Ingredients
Chick Pea Hummus
- 2 x 400 g cans Rhodes Quality Chickpeas in Brine, drained and rinsed
- 90 ml (6 Tbsp) olive oil
- 3 garlic cloves, finely chopped
- 30 ml (2 Tbsp) tahini paste
- 30 ml (2 Tbsp) parsley, chopped
- juice and zest of 1 lemon
- salt and coarsely ground black pepper
Black Bean Topping
- 1 x 400 g can Rhodes Quality Black Beans, drained and rinsed
- 100 g cocktail tomatoes, halved
- 1 clove garlic, crushed
- 30 ml (2 Tbsp) olive oil
- salt and coarsely ground black pepper
Butter Bean Topping
- 1 x 400 g can Rhodes Quality Butter Beans, drained and rinsed
- 1 x 170 g canned tuna, drained
- grated zest of one lemon
- 15 ml (1 Tbsp) basil pesto or chopped herbs
- salt and coarsely ground black pepper
to serve: one fresh french loaf bread, sliced
Method
- Place the Rhodes Quality Chickpeas, olive oil, garlic, tahini paste, parsley and lemon juice and zest into a food processor.
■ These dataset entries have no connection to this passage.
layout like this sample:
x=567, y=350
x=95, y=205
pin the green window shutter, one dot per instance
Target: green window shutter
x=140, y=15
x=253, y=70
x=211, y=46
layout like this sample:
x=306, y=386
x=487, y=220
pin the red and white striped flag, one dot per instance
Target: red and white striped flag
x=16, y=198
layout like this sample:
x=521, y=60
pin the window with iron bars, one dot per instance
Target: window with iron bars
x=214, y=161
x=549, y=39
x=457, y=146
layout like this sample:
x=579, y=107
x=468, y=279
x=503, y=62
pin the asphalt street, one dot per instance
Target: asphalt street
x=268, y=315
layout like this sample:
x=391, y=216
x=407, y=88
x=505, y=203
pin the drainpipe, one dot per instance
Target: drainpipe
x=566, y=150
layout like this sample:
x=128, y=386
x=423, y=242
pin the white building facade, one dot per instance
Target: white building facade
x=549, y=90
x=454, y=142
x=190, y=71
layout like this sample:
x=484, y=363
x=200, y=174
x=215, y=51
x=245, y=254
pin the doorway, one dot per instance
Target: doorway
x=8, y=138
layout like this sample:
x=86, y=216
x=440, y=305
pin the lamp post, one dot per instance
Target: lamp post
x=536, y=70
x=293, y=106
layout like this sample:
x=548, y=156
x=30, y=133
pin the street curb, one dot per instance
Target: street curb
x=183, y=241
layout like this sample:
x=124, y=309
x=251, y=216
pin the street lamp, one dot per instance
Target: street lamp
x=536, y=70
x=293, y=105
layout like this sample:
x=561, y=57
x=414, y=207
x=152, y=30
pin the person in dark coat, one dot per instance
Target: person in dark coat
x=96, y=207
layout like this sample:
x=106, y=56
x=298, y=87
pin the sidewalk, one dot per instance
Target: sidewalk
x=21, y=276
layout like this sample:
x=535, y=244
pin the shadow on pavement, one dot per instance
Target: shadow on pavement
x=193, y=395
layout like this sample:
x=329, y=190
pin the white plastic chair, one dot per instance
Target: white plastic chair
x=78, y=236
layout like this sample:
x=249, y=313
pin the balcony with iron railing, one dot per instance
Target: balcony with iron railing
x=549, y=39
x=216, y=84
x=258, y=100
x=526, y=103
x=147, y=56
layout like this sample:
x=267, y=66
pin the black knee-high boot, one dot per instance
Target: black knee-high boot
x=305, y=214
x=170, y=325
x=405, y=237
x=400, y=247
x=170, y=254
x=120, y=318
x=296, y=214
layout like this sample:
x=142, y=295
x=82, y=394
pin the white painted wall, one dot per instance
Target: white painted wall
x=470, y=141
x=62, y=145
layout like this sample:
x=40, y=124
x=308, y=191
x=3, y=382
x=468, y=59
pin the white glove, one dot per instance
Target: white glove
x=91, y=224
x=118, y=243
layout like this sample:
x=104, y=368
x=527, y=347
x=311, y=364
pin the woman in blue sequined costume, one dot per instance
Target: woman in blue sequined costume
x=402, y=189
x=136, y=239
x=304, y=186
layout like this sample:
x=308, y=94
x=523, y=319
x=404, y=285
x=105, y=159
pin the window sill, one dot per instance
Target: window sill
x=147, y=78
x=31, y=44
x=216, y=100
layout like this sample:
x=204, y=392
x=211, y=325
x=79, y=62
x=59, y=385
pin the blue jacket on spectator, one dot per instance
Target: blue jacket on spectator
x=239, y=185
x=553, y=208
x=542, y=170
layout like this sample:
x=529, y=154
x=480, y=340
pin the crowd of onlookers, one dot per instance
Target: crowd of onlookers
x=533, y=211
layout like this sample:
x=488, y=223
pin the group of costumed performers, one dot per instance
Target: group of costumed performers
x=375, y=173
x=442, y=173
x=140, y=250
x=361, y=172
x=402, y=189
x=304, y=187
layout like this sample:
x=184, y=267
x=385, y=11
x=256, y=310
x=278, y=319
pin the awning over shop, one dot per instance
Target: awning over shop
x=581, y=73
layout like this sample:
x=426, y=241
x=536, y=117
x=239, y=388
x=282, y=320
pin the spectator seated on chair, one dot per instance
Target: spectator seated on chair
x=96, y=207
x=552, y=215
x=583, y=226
- Process until fine and smooth.
- Season to taste and refrigerate until serving.
- Place the Rhodes Quality Black Beans into a bowl.
- Add the tomatoes, garlic and olive oil and toss to mix.
- Season to taste and refrigerate until serving.
- Place the Rhodes Quality Butter Beans into a bowl.
- Add the tuna and toss to mix.
- Add the lemon zest, pesto or herbs if using.
- Add the olive oil and toss lightly.
- Season to taste and refrigerate until serving.
- Lightly toast the bread slices.
- Top with the three bean toppings and serve.